How do detention population levels correlate with in-custody death rates across ICE fiscal years?
Executive summary
Across fiscal years there is not a single, mechanical relationship between how many people ICE detains and how many die; instead the record shows periods when death rates rose even as populations fell (notably FY2020 during the COVID-19 surge) and periods when large increases in population coincided with more deaths in absolute terms (notably 2024–2025), meaning population size is one of several amplifying factors rather than the lone driver of mortality [1] [2] [3].
1. Detention population and death-rate snapshots: the numbers say “complex” not “linear”
Published analyses calculate death rates per 100,000 admissions that fell in 2018–2019 (2.303 and 1.499), spiked sharply in FY2020 to 10.833 amid the COVID-19 pandemic, then moderated in FY2021–2023 to 3.251, 0.939, and 1.457 respectively, while average daily population (ADP) trended down during FY2021–2023 — a pattern that shows death rates can rise even when ADP falls and vice versa [1] [2].
2. When extraordinary conditions hit, rates can spike independent of headcount
The FY2020 spike demonstrates that a special stressor — in that case the uncontrolled spread of COVID-19 inside facilities — can produce a very high death rate per admission even as overall admissions and detainee movements fluctuated, undercutting any simple claim that more beds always equals more deaths per person [1].
3. When populations surge, absolute deaths typically follow; oversight and staffing matter
Reporting from 2025 shows dramatic increases in the detained population (mid-December 2025 counts cited at ~68,440 and roughly 60–66,000 earlier in the year) accompanied by a rise in absolute deaths — dozens in 2025, the highest annual totals since 2004 — and former officials warn that understaffing of medical and oversight functions during rapid expansion amplifies mortality risk, suggesting that population surges raise absolute deaths unless counterbalanced by investments in care and inspections [4] [3] [5] [6].

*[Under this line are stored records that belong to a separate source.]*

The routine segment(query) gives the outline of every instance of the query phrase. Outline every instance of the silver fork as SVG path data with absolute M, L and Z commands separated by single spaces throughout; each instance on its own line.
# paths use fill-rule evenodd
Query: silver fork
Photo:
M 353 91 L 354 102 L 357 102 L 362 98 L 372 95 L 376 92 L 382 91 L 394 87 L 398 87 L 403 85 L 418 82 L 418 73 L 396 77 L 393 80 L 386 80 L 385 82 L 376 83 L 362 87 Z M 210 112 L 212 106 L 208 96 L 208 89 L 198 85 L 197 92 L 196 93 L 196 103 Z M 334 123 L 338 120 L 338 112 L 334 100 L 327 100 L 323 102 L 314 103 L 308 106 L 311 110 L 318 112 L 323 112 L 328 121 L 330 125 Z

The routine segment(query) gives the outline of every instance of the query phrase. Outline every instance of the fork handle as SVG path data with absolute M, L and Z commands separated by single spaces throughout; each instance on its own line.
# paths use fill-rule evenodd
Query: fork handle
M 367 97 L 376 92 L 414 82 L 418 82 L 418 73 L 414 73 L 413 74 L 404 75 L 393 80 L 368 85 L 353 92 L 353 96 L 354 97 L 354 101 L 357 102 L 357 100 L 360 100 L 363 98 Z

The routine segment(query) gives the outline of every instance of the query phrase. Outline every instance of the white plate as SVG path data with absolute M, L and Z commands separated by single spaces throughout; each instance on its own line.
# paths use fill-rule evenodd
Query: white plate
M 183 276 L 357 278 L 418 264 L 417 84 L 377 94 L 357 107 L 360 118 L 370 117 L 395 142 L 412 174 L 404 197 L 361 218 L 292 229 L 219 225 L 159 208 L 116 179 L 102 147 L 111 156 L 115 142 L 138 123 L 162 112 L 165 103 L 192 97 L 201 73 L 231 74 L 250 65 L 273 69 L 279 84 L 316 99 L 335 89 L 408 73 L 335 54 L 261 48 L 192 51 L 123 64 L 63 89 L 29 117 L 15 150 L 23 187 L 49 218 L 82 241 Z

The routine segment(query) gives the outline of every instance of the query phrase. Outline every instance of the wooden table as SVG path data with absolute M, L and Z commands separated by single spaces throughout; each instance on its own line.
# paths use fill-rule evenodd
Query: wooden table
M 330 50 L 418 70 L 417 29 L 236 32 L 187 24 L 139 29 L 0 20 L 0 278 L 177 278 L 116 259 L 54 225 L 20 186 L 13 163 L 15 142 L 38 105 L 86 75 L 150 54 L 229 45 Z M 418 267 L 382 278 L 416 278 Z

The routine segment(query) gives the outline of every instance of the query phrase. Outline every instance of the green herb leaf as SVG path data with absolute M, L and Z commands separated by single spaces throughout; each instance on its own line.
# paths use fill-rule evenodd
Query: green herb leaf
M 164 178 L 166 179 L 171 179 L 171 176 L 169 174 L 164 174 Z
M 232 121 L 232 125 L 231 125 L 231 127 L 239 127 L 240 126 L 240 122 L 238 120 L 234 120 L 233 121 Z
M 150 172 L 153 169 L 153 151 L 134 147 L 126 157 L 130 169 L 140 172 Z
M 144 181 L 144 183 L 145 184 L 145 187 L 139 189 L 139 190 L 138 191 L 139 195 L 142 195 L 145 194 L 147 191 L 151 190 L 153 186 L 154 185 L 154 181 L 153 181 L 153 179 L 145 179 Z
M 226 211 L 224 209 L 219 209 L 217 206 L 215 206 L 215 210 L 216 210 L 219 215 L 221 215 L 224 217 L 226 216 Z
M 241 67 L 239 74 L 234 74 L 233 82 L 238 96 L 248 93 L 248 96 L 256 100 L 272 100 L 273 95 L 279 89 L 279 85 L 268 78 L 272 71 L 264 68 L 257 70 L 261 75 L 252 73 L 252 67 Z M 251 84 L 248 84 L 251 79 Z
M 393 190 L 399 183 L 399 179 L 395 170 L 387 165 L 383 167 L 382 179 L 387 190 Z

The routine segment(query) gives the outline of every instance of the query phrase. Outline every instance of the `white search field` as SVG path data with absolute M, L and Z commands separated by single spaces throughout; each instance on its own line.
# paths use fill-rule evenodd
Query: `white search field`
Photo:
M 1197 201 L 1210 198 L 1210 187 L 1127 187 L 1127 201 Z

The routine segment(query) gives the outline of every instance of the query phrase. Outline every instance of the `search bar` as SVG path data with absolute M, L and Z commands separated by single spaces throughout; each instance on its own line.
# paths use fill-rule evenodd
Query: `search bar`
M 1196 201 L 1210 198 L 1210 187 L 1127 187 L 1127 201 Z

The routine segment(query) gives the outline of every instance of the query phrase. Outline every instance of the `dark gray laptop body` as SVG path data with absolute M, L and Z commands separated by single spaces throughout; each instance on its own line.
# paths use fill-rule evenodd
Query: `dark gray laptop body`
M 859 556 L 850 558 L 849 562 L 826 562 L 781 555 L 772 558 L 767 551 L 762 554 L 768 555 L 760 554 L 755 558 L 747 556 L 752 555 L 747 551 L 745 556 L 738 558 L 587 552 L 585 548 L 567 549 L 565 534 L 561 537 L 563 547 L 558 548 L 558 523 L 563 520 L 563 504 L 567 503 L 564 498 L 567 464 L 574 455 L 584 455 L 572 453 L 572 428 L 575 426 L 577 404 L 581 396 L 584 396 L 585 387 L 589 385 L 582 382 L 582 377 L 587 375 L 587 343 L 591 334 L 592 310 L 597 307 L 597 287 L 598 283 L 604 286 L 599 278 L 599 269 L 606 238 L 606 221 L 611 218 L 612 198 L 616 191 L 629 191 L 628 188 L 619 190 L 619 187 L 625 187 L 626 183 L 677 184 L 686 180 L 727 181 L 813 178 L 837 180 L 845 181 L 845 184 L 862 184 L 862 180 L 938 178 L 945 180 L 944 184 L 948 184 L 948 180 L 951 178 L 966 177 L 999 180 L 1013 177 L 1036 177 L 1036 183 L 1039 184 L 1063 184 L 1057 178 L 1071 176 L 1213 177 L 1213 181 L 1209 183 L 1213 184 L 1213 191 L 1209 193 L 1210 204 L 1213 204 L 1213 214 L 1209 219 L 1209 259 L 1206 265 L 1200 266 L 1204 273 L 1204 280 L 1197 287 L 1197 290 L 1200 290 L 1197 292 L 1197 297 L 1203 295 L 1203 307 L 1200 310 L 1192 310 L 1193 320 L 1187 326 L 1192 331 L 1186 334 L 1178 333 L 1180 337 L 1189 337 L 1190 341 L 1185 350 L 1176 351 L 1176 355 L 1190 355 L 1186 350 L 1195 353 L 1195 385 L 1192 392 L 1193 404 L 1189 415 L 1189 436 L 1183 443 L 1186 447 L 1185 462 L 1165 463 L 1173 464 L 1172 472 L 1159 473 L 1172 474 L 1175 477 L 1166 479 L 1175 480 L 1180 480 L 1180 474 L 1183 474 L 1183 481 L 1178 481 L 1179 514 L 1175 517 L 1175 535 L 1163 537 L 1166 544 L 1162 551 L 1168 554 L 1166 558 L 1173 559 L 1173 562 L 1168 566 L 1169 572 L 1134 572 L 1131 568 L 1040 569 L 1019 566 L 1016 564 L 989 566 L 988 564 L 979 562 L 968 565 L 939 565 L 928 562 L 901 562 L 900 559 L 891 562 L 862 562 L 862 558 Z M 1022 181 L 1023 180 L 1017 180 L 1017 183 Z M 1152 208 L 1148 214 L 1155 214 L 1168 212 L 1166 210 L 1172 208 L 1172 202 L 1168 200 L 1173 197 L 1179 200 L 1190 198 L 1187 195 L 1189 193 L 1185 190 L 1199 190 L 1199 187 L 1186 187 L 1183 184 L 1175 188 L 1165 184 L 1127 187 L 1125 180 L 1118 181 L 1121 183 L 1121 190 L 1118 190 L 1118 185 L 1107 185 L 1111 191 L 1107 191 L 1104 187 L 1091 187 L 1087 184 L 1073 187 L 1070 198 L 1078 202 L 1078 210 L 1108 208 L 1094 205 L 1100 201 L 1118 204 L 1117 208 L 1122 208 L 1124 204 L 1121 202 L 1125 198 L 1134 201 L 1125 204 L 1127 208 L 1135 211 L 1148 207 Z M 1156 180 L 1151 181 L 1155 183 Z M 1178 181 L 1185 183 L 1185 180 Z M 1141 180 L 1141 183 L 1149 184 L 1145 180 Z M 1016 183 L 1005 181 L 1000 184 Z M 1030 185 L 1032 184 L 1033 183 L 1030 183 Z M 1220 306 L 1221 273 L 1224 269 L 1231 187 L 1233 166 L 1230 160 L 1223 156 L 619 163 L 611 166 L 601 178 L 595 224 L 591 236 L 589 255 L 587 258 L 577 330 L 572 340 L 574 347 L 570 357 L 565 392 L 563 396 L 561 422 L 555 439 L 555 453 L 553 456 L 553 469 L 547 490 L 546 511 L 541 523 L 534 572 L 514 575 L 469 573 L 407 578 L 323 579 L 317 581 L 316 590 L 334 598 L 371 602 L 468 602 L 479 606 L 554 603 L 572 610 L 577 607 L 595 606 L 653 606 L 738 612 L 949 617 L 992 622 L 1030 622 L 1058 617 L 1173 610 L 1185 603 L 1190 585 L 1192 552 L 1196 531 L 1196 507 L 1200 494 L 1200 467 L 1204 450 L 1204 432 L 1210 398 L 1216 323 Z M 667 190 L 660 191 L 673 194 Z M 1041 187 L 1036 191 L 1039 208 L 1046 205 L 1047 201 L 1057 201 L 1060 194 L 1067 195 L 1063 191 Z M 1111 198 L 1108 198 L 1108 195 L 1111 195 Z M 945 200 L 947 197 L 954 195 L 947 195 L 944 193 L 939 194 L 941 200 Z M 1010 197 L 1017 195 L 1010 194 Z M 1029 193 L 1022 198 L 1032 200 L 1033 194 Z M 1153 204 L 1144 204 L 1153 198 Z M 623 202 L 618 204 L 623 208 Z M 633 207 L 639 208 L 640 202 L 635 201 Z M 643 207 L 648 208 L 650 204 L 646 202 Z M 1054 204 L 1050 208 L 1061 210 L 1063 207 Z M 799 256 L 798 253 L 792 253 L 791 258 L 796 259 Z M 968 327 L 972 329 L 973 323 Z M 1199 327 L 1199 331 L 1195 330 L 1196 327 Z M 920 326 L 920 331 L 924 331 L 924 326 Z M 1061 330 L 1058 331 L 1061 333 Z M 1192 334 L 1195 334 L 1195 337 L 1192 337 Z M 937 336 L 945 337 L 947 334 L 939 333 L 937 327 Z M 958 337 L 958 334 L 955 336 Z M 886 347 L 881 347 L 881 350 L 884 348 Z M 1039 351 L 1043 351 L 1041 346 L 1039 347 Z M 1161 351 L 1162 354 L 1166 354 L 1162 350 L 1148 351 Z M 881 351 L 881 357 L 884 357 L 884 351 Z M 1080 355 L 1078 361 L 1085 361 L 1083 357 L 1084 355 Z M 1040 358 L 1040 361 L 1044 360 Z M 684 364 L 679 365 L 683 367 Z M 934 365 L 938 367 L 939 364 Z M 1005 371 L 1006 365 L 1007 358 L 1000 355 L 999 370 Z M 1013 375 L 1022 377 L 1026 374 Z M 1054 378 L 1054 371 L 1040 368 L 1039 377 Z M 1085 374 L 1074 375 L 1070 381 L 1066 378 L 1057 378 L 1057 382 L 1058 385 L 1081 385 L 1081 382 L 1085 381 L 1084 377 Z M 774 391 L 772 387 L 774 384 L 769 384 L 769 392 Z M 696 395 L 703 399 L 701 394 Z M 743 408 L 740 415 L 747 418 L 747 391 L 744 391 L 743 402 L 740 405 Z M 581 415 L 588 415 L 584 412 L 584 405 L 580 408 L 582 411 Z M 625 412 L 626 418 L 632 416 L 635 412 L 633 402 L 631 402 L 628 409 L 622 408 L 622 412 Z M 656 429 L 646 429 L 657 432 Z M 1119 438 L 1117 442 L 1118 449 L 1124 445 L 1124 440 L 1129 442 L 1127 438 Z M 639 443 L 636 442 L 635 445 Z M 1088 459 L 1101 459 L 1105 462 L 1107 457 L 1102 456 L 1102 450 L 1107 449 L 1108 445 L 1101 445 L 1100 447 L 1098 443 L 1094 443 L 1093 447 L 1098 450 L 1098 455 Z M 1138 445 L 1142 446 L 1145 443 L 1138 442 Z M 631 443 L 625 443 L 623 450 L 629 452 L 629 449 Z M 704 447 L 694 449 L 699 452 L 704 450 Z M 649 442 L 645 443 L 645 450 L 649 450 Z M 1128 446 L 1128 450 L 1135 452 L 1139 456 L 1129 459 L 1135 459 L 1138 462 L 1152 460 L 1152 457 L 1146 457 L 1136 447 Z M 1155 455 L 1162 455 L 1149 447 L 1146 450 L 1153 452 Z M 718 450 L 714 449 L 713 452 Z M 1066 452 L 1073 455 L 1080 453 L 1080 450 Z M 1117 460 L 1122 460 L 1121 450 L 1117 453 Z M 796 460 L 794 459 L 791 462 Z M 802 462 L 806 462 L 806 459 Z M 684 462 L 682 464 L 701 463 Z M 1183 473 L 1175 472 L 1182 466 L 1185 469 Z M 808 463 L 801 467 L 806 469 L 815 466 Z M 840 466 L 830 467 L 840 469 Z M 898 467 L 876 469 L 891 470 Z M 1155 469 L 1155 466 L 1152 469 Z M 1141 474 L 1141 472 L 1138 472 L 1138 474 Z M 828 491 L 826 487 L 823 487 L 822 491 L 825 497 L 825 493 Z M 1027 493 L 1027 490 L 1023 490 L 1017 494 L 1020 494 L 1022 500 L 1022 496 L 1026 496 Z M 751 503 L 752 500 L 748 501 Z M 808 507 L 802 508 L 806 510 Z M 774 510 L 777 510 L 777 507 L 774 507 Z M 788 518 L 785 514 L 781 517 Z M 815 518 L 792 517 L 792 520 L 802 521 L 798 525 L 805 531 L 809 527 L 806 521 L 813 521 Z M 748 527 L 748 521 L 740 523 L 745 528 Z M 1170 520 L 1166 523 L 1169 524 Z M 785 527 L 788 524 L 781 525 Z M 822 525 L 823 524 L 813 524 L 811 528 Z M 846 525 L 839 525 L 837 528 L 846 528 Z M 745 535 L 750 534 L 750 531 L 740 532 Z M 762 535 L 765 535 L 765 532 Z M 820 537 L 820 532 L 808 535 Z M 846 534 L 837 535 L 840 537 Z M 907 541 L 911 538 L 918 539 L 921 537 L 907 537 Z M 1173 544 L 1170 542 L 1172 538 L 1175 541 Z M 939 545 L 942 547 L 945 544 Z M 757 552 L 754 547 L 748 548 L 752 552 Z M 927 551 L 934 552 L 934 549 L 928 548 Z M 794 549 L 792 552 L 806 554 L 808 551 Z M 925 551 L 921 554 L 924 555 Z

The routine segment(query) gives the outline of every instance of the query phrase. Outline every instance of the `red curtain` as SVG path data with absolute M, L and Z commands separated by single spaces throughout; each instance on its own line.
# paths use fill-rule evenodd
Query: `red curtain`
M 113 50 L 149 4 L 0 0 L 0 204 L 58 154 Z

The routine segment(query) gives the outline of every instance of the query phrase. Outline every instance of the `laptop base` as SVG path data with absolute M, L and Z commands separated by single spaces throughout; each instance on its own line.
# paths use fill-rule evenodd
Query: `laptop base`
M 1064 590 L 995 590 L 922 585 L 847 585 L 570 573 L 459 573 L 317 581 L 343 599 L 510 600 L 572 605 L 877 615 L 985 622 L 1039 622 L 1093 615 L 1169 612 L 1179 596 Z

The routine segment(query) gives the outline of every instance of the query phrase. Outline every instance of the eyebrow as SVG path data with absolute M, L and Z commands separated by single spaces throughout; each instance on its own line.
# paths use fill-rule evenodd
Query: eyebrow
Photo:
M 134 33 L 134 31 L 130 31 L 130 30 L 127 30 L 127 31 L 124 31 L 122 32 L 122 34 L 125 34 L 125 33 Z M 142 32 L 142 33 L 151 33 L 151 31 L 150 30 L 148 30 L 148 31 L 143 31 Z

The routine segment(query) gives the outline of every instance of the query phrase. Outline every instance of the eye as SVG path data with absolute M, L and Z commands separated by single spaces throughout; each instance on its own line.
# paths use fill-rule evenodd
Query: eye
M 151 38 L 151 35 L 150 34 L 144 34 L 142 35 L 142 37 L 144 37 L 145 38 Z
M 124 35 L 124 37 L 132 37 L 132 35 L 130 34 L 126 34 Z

4. Alternative interpretation: normalized rates can appear flat, agencies contest “surge” framing
DHS and agency statements argue that when deaths are measured against detention population size the overall death rate remains consistent with prior years, and they point to expanded capacity and continued medical access as mitigating factors, highlighting that raw death counts and rates per admission tell different stories and both must be examined [7] [8].
5. Mechanisms linking population size to deaths — conditional, not deterministic
Higher ADP creates predictable stressors — overcrowding, stretched medical staffing, and increased demand for oversight — which heighten the chance of preventable deaths; advocates and watchdogs cite reduced inspections and staffing as causal contributors to recent mortality increases, but the record also shows non-population events (pandemic waves, facility-specific failures) can independently drive death-rate spikes [4] [6] [2].
6. Data, methodology and limits: why correlation is noisy
Available studies rely on ICE death reports, ADP and admissions data published by ICE and compiled by researchers; those sources allow calculation of deaths per 100,000 admissions but carry limits — delayed reporting, cases of people released shortly before death, and changing definitions or reporting styles across administrations — so statistical correlation between population and death rates is real but confounded by reporting practices and episodic events [2] [9] [10].
7. Bottom line — correlation exists but is context-dependent; causation requires more granular study
The empirical picture is: large, sustained increases in the detained population have been associated with higher absolute numbers of deaths and advocates warn of predictable harms when oversight and medical staffing lag expansion, yet historical spikes in death rates (FY2020) also occurred without population growth and DHS disputes claims of a normalized surge when rates are adjusted for population — therefore population levels correlate with mortality only as one factor among staffing, oversight, contagion, and facility-level failures, and attributing causation requires case-level investigation beyond headline counts [1] [4] [7] [2].